You can do it, just as you can use asynchronous monostables (like a 74123) in clocked logic circuits. Occasionally there are good reasons for those techniques.
But both techniques smell because they introduce subtle failure mechanisms (analogue and digital), can make it difficult to reason about "edge case" operation of the complete system, and difficult to test in production.
What is the subtle failure? The interrupt fires saying "something changed"...then you debounce the switch in a timer, or whatever your favorite method is....then you re-enable the interrupt. How is that more prone to failure than polling to see that something changed, debouncing and polling some more? If you can't make it reliably work in an interrupt, then you can't make it reliably work polling either. You're just depending on the polling not polling at exactly the wrong time. Either the debounce technique works or it doesn't. The thing that triggers it is not important.

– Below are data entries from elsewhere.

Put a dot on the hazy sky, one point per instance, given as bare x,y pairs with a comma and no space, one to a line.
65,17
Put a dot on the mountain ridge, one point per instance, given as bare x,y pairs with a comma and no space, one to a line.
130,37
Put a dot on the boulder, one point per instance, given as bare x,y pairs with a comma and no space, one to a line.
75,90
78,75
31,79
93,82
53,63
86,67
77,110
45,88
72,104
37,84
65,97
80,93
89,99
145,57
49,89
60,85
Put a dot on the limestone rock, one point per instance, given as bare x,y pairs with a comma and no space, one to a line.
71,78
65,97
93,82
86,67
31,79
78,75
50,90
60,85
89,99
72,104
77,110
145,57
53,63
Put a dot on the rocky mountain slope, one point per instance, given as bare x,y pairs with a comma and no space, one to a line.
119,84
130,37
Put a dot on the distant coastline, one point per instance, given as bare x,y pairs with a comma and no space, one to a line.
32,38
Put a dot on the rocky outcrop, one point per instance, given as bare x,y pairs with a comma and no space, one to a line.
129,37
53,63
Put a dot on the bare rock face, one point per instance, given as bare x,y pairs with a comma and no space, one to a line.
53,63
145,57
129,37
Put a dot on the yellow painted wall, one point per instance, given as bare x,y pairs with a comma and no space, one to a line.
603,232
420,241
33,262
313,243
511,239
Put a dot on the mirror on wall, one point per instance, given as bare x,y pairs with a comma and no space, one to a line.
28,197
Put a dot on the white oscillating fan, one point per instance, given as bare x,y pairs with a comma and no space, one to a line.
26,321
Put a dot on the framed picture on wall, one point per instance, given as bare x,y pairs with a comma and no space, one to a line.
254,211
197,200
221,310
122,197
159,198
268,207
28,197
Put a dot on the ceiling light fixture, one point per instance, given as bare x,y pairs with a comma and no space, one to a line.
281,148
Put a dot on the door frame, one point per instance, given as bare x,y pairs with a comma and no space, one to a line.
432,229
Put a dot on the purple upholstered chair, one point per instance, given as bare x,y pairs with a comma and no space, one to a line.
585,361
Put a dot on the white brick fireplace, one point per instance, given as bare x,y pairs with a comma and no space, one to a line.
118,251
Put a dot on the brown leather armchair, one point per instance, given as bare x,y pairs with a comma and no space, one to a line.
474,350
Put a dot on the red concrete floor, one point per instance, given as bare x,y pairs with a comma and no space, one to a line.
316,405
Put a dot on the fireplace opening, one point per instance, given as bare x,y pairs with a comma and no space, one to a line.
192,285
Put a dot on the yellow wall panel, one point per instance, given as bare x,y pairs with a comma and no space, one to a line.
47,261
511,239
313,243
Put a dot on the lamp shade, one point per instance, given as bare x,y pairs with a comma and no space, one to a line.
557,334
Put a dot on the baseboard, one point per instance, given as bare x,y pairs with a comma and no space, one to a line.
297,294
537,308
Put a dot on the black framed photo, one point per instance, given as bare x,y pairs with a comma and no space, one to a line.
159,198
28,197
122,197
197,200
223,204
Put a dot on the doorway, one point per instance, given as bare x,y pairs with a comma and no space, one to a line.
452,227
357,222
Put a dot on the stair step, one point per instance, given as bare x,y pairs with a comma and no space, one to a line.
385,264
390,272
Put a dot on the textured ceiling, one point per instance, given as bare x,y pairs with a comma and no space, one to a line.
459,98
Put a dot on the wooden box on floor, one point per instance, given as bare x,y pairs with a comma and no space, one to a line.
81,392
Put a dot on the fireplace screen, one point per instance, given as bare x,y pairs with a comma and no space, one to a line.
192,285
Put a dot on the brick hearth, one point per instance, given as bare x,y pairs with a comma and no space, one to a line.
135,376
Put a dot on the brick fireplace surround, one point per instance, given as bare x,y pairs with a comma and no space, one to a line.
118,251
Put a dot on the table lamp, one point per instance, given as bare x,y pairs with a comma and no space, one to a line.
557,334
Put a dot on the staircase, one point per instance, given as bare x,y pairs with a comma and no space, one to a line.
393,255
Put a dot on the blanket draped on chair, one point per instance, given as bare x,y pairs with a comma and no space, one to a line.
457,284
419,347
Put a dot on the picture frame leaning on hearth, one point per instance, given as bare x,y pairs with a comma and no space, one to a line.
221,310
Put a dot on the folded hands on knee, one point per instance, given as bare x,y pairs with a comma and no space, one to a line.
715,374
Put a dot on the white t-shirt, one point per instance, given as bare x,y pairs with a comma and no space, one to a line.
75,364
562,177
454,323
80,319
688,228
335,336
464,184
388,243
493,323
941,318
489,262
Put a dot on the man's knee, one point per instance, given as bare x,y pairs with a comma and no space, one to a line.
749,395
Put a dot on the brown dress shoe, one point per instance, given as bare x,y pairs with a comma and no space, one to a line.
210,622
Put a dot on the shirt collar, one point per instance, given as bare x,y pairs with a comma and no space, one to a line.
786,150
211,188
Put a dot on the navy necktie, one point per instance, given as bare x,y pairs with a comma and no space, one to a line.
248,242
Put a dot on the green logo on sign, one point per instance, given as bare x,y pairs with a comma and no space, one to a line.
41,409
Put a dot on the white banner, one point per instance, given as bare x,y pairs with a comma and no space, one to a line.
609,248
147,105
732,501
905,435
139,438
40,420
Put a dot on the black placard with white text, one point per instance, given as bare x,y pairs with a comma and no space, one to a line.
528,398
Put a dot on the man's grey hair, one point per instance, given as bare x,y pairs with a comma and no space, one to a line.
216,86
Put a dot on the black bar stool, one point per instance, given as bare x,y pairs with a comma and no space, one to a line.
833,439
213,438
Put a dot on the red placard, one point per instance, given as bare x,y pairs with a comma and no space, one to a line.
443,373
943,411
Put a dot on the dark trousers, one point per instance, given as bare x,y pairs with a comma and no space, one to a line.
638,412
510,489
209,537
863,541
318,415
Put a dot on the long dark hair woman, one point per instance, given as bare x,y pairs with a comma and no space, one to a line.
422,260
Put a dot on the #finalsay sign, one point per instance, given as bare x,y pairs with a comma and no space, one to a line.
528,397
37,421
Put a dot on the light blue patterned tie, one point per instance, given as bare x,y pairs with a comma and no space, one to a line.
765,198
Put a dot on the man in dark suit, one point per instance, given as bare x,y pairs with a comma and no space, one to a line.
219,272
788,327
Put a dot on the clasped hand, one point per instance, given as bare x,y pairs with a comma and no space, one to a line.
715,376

You need to do failure analysis, and that depends on identifying all the components, hardware and software, in the complete system. Thereafter you can consider how they can completely or partially fail, and how the system will react.
I suggest you should look at comp.risks to see subtle and unexpected failure modes in systems, including real-time systems created by intelligent and dedicated people. Comp.risks as a very high SNR, appears roughly weekly, and the last 30 years archives can be found at http://catless.ncl.ac.uk/Risks/
So what's the subtle failure mechanism? Maybe it's because my background is software that I don't consider any of these subtleties to be big deals, or difficult to handle, or whatever, but it seems pretty darn straightforward to me.
Ah, right, that explains a lot. I presume your expertise is in digital hardware, otherwise I won't be able to point you in the right direction within a reasonable time. An analogy to get you started thinking in the right direction...
Most software is written in a way that presumes that control flows linearly, and that the control flow is the only thing that can mutate memory and i/o. That specifically includes the compilers, which have widely misunderstood and misapplied constructs for situations where that isn't the case. Prime example: C on multicore processors with multiple levels of cache and shared memory, where compiler and/or program bugs are
legion.
Most digital hardware is constructed in a way that presumes changes only occur at specific instants, due to the clocked synchronous methodology. It is very
very difficult to design unclocked asynchronous logic where inputs can change at any instant.
Predictable design is, with significant effort and understanding, possible if you consider two inputs that can change asynchronously w.r.t. each other. With three or more it is effectively impossible. In addition, the design tools make it effectively impossible, since they habitually "optimise out" the necessary constructs inserted, e.g. Karnaugh map bridging terms.
Interrupts in software systems have the same effect as adding an extra core to a processor. They are analogous to turning a clocked synchronous hardware design into an asynchronous digital design.
And that doesn't even consider the timing implications of having your code arbitrarily suspended, which is analogous to the potentially infinite delay due to metastable behaviour in a synchroniser.